Perhaps because I was so lonely and confused, and yet yearned to play a brilliant role, I started all alone to provide myself with scenarios that differed radically from my everyday life. I created and performed a series of endless songs and staged them all across the fields. The words were corny and always impassioned, and I would perform them in those lonely fields as if they were theater pieces. The acting consisted of jumps, yells, chest beating, kicking up stones, shrieks, races through the trees, imprecations; sticks and dead leaves thrown together into the air. And all the while, I was singing those endless songs that would drive away anyone who might hear them. Once I made such a commotion that my own mother and my grandmother, who were weeding a cornfield, ran away in fear, not knowing where those ghostly howls were coming from.
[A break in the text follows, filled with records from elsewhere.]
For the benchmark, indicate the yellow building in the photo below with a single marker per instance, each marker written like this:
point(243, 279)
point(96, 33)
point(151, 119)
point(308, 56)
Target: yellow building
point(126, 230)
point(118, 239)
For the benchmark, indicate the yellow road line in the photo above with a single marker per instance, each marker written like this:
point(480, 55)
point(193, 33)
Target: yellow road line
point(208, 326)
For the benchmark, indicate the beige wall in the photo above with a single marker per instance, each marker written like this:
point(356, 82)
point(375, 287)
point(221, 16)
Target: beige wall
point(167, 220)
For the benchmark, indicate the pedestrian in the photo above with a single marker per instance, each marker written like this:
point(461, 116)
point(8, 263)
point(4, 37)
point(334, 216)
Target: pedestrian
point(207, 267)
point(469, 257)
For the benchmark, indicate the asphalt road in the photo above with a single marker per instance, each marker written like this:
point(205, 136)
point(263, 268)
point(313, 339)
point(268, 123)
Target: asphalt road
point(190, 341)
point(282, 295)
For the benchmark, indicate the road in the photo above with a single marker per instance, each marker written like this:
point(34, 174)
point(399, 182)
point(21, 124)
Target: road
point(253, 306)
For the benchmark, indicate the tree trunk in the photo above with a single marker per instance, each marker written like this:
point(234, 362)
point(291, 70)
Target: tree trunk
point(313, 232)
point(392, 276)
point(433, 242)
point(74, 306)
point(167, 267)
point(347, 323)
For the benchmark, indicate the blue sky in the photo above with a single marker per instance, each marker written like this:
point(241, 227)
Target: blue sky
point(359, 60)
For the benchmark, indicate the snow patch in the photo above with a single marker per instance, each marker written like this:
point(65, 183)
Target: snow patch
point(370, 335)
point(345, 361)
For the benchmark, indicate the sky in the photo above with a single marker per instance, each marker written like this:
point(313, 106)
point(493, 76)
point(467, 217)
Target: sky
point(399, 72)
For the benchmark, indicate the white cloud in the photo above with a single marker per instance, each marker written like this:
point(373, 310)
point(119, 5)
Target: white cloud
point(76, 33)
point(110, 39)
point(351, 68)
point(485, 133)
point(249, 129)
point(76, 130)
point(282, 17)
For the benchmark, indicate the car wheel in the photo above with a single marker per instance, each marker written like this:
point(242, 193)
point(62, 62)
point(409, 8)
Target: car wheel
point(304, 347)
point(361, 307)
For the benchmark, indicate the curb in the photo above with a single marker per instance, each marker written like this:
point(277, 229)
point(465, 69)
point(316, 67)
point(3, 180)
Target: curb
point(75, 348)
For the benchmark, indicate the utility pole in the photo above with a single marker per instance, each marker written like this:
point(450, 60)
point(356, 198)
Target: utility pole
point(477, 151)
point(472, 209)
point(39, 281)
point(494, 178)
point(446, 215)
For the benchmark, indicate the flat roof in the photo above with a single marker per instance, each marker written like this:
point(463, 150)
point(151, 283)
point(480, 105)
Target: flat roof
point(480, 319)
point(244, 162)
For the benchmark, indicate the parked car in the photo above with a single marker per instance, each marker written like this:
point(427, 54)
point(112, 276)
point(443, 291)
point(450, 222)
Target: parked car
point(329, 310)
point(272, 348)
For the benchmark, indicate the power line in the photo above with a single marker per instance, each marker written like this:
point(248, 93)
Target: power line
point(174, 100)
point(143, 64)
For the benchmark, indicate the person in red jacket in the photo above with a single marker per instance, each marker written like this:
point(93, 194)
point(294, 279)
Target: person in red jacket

Of course, I never wrote down the words of those songs. At the time, I hardly knew how to write. Instead, those operatic songs (or whatever they were) came to me spontaneously as I enacted them in the fields. The words, the music, and my voice were probably horrendous, but after performing one of those outrageous “cantatas,” I had a feeling of peace and could go back home. I was more in harmony with my world and would go to sleep early, next to my mother, in the smallest room of that ramshackle house.
The house had five rooms. My grandparents’ bedroom was furnished with two huge iron beds and an immense wardrobe that reached up to the ceiling. Some of my abandoned aunts and various cousins slept in another room. A third room was shared by an uncle, who had had several women but finally was left alone, and my great-grandmother. A fourth room had belonged to my great-uncle, a bachelor who ended up hanging himself with a liana. My mother and I slept in that little room, next to the passageway. On the other side of the passageway, close to the palm-frond wall, slept the pigs, who would grunt all night. Sometimes when I got full of chiggers and could not sleep, I spent the night scratching my feet against the wire bedspring.